Everything for WarmAndFuzzy lives in a single monorepo, including a Serverless/AWS-based backend and API, React and ReactNative-based frontends, and C++ device firmware. (There's one tiny exception we'll discuss later.)

The ability to keep all changes in a single repo and not have to worry about coordinating commits and PRs across multiple repos, build definitions, etc. has been invaluable, considering that most of my PRs flow across package lines.

With technologies like React/ReactNative/Serverless in a streamlined monorepo, my engineering experience has been better than in any other environment I've worked in before, particularly when it comes to the speed of the inner loop (the time from saving in the editor to seeing the change built and running, generally a second or two) and the ease of cross-component updates.

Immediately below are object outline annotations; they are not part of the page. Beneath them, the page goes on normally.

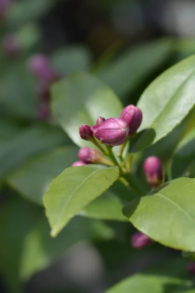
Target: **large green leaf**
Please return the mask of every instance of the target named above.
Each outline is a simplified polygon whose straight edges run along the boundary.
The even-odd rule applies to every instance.
[[[182,284],[185,277],[185,262],[182,259],[172,260],[160,269],[155,268],[127,278],[106,293],[171,293]]]
[[[66,75],[87,71],[91,63],[90,52],[81,46],[68,47],[55,53],[52,57],[55,68]]]
[[[150,144],[167,135],[195,105],[195,55],[183,60],[157,77],[141,96],[137,105],[143,112],[139,131],[149,129],[155,132]],[[141,136],[139,139],[141,148],[148,137]]]
[[[124,214],[138,230],[162,244],[195,251],[195,179],[180,178],[134,200]]]
[[[3,140],[0,146],[0,177],[5,176],[26,158],[68,142],[60,129],[36,125]]]
[[[46,215],[55,237],[69,220],[117,180],[118,168],[98,165],[70,167],[51,184],[43,197]]]
[[[31,157],[9,174],[6,181],[27,199],[42,205],[53,179],[77,160],[78,152],[76,146],[69,146]]]
[[[122,97],[165,61],[171,49],[171,42],[167,40],[135,46],[97,74]]]
[[[122,106],[107,85],[89,73],[78,74],[55,84],[52,108],[55,117],[79,146],[92,146],[78,133],[81,124],[94,125],[98,116],[119,117]]]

There's a lot to complain about in the JavaScript-based development ecosystem but - given sufficient investment - the engineering system and experience is pretty rad.

Streamline all the things

Life gets a lot easier when things are consistent.

While it's wonderful that so many technologies (React, Serverless, ...) have starter projects to get you off the ground, regrettably none of them are consistent with one another. It makes because, truly, why would or should they be - there are so many choices out there and many of them are pretty good (except plain JavaScript without TypeScript or Flow - never do that), but it does mean that a lot of gardening needs to take place.

The following is what I found useful:

  • All code is managed through as an npm (or rather package.json) package, regardless of whether it's actually JavaScript or not (so even the C++ firmware code).
  • All code uses its package's npm lifecycle[^1] scripts to build and deploy.
  • All packages are managed through lerna.
    • Packages depend on each other as relative/local packages (rehydrated via lerna bootstrap) so there's no package registry to maintain.
  • The lifecycle scripts in all packages are named consistently.
  • All packages share a top-level tsconfig.common.json and technology-specific adjustments per package are kept to a minimum.
  • All packages share a top-level .eslintrc.js and there are no package-specific adjustments.
  • prettier and various eslint rules are used for all formatting and there are no package-specific adjustments.
    • There's a format-fixes meta-package whose job it is to run prettier on everything above the packages directory, e.g. the top-level README.md, CircleCI files, etc.
  • All paths have consistent naming so having a single top-level .gitignore is a lot easier to maintain.
    • generated for generated files that are used as build inputs,
    • build for build outputs, etc.

I'm not using husky pre-commit hooks in this repo (it just feels a tad slow on commits) though I do use them in other projects; linting at least is enforced in CI. Using husky would be better on paper but I hate having to make everything lint perfectly for each commit so it would really just cause me to make fewer commits with more steps in them, and that's not good for anyone.

Managing lerna-based packages can be a bit extra when it comes to updating packages and re-linking them. When in doubt, run lerna bootstrap. When still in doubt, do what everyone else in the JavaScript yoloverse does and run lerna clean to nuke node_modules. What a waste. More helpful notes to myself are in my README.md.

Build all the things

I chose circleci.com as my cloud-hosted CI system over Travis at a time when rumor had it that Travis was maybe getting a bit abandoned. It's worked out fine -- it's amazing what you get to do on a free plan.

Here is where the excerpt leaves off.